Nenhum banco tem interesse em deixar empresas quebrarem, diz presidente do Bradesco
No cenário de crise sem precedentes desenhado pela pandemia de coronavírus, o presidente do Bradesco, Octavio de Lazari, afirmou que as instituições financeiras nacionais estão preparadas para evitar uma “quebradeira” de negócios no Brasil. Depois de o setor ter sido criticado pela lentidão na liberação de recursos, o executivo disse que os bancos já começaram a fazer empréstimos mais rapidamente.

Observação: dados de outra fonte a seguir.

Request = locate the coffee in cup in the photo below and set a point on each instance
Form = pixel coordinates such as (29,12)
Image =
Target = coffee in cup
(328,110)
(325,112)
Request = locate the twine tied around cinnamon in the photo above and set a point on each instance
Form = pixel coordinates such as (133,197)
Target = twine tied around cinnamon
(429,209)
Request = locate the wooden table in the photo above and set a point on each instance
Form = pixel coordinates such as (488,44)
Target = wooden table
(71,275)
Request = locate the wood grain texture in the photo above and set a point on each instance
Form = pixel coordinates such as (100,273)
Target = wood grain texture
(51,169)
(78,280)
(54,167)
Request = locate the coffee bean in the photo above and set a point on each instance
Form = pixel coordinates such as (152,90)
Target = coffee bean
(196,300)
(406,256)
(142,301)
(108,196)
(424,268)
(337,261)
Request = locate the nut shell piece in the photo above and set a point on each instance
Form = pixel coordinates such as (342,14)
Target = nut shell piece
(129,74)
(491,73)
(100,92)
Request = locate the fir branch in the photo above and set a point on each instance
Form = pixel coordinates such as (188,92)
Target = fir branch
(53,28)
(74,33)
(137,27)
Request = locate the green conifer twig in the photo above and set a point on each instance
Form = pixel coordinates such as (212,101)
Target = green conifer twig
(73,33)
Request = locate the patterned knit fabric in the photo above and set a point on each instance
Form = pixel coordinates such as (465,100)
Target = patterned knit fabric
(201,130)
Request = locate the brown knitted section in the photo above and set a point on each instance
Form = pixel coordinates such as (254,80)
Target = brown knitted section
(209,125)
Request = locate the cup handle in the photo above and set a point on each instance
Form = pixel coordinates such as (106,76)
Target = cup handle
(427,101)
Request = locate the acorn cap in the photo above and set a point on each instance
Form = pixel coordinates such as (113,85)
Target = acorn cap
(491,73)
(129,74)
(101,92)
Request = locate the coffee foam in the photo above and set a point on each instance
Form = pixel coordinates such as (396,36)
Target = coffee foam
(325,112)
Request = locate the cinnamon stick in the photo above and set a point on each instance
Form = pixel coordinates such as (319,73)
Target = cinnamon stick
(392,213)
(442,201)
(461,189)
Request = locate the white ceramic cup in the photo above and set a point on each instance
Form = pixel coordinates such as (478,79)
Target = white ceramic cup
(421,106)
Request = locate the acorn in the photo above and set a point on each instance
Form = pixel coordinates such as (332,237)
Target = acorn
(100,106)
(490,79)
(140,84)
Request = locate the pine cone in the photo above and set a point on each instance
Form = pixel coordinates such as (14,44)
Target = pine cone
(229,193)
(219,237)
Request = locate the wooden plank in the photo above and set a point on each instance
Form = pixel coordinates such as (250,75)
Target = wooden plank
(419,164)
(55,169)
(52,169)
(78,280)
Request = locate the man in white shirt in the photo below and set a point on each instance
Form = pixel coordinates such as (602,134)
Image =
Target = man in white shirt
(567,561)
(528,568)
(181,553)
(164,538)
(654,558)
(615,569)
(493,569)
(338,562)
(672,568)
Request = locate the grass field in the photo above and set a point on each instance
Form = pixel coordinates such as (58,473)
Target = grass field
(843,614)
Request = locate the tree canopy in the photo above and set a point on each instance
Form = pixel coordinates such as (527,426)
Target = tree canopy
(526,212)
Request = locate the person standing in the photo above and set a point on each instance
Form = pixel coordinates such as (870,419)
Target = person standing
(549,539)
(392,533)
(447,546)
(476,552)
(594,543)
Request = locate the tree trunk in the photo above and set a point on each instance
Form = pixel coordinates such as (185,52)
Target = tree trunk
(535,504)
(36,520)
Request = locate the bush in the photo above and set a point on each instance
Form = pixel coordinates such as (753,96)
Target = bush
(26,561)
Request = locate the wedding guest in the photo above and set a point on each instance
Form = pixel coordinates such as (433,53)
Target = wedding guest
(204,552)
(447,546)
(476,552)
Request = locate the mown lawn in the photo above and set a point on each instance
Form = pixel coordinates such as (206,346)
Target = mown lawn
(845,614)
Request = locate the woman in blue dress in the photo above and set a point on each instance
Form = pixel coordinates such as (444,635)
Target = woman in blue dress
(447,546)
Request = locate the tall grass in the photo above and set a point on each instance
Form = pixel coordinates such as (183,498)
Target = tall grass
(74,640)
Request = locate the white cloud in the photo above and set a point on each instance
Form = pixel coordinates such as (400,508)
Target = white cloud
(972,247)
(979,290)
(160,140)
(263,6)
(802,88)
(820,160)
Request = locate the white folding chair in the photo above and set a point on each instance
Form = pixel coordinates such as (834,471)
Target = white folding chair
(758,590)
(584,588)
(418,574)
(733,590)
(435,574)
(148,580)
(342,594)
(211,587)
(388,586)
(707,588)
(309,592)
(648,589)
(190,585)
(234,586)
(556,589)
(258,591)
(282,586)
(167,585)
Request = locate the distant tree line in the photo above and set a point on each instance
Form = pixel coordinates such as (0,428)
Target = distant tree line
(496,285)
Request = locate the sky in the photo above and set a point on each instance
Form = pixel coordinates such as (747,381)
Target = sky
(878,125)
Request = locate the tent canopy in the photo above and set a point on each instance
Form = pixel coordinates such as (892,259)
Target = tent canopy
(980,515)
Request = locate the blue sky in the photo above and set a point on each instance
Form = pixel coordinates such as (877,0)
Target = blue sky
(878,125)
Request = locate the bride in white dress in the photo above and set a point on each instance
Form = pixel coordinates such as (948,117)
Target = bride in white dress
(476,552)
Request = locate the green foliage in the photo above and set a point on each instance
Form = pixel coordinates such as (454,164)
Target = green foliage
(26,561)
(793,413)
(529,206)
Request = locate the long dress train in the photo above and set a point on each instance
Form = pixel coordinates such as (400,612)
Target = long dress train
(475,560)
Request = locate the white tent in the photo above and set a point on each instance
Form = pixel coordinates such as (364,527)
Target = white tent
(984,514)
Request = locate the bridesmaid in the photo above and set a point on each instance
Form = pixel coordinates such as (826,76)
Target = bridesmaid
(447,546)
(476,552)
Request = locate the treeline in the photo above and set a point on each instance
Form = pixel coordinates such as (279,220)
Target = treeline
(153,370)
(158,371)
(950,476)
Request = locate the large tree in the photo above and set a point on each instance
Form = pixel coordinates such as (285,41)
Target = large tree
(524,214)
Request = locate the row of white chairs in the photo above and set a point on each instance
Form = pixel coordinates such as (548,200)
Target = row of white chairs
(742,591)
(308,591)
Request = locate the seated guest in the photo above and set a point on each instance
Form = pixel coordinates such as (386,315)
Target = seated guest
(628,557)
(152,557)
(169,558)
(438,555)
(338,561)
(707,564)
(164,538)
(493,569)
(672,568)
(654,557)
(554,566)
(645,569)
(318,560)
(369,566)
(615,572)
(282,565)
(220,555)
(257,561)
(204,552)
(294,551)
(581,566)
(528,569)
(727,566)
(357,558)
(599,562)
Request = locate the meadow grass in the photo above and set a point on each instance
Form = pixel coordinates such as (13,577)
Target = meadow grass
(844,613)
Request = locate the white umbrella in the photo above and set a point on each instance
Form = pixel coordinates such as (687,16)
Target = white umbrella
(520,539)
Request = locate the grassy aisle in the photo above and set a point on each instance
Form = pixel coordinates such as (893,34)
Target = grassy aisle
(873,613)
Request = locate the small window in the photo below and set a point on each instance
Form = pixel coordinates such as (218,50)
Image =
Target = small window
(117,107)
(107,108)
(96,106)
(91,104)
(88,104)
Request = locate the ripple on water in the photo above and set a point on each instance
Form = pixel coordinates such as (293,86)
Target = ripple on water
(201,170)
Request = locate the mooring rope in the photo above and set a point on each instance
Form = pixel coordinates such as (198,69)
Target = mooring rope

“Nenhum banco tem interesse de que uma empresa quebre. Este é o pior cenário. Os bancos são os mais interessados em organizar a vida das pessoas”, disse Lazari, nesta quarta-feira, 15, ao participar da série de entrevista Economia em Quarentena, do Estadão. O presidente do Bradesco afirmou que, além de repassar dinheiro oficial a pequenas e médias empresas, o sistema financeiro está pronto para auxiliar também segmentos muito afetados pela crise, como as empresas de energia e as companhias aéreas.
Leia, a seguir, os principais trechos da entrevista:
Há uma grande crítica aos bancos sobre o represamento de liberação de crédito, sobretudo para as pequenas e médias empresas. Muitos empreendedores dizem que esse dinheiro não chega na ponta. Isso procede?
Não é verdade. De março para cá, os compulsórios liberados pelo Banco Central para o Bradesco somaram R$ 23 bilhões. Neste período, o Bradesco fez mais de R$ 34 bilhões de operações, muito mais que o Banco Central liberou de recursos. Os recursos sim estão chegando na ponta. O que aconteceu, logo no início da crise, foi uma busca desenfreada por liquidez. Comparo isso ao movimento das pessoas que logo no início da crise entraram nos supermercados querendo comprar 100 litros de álcool gel sem necessidade. O Bradesco tinha uma média de demanda de R$ 2 bilhões no banco de atacado e, em alguns dias, chegamos a R$ 20 bilhões. Naquele momento, entendemos que não deveríamos liberar toda a liquidez para as grandes empresas porque nós temos de atender os pequenos e médios empresários, que precisam pagar folha e fornecedores.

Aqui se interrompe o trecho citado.